I also e-mailed the seller to find out what the spring rate was in the valve, and if memory serves it was lower than a stock valve. Not sure if you can get better springs somewhere perhaps? The "you get what you pay for" stayed stuck in my mind, and I was just to paranoid to put a POS in my car that causes other problems, that might cost me more money in the long run, so I opted to leave it... 
Maybe you are braver?








Cheers
Massboykie


----------



## Massboykie (Aug 15, 2006)

*Re: (VDub_Turbo)*

Here's some good info
http://www.s4biturbo.com/art-dvtests2.php
Cheers
Massboykie


----------



## bi-turbo'd (Sep 18, 2006)

*Re: 2.7t BOV or Diverter? (VDub_Turbo)*

i just put the oe TT DV's in. they arn't that much, bout 70 ea. and they can handle a little more then the oe 2.7 DV.


----------



## VDub_Turbo (Mar 17, 2006)

*Re: 2.7t BOV or Diverter? (bi-turbo'd)*


_Quote, originally posted by *bi-turbo’d* »_i just put the oe TT DV's in. they arn't that much, bout 70 ea. and they can handle a little more then the oe 2.7 DV.

My friend is looking for sound too. Are they louder?


----------



## Massboykie (Aug 15, 2006)

*Re: 2.7t BOV or Diverter? (VDub_Turbo)*


_Quote, originally posted by *VDub_Turbo* »_
My friend is looking for sound too. Are they louder?


You will not get sound from a OE valve. Or am I missing something?

_Quote, originally posted by *bi-turbo’d* »_i just put the oe TT DV's in.

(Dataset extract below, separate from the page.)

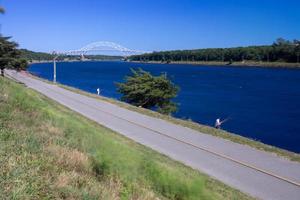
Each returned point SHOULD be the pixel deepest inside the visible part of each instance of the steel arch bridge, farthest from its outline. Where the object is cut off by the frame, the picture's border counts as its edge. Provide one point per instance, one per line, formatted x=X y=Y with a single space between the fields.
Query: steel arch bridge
x=102 y=46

What is the TT stock valve? the 114?
Cheers
Massboykie


----------



## bi-turbo'd (Sep 18, 2006)

*Re: 2.7t BOV or Diverter? (VDub_Turbo)*

no sound change its not atmospheric. ive been told that dv's are better for the performance aspect than the "blow off"


----------



## formulagigi (Sep 20, 2006)

*Re: 2.7t BOV or Diverter? (bi-turbo'd)*

You NEED Diverter Valves, the ones from the TT or 71-s are fine form what people say, even those running stage 3. I have the Hyprboost Stealth DVs and they cost 129. No labor, a DIY. 
No sound. Also don't look for perormance gain but upgrade is beneficial fomr a reliability/durability standpoint, espcially wit high mileage or HP upgrades


----------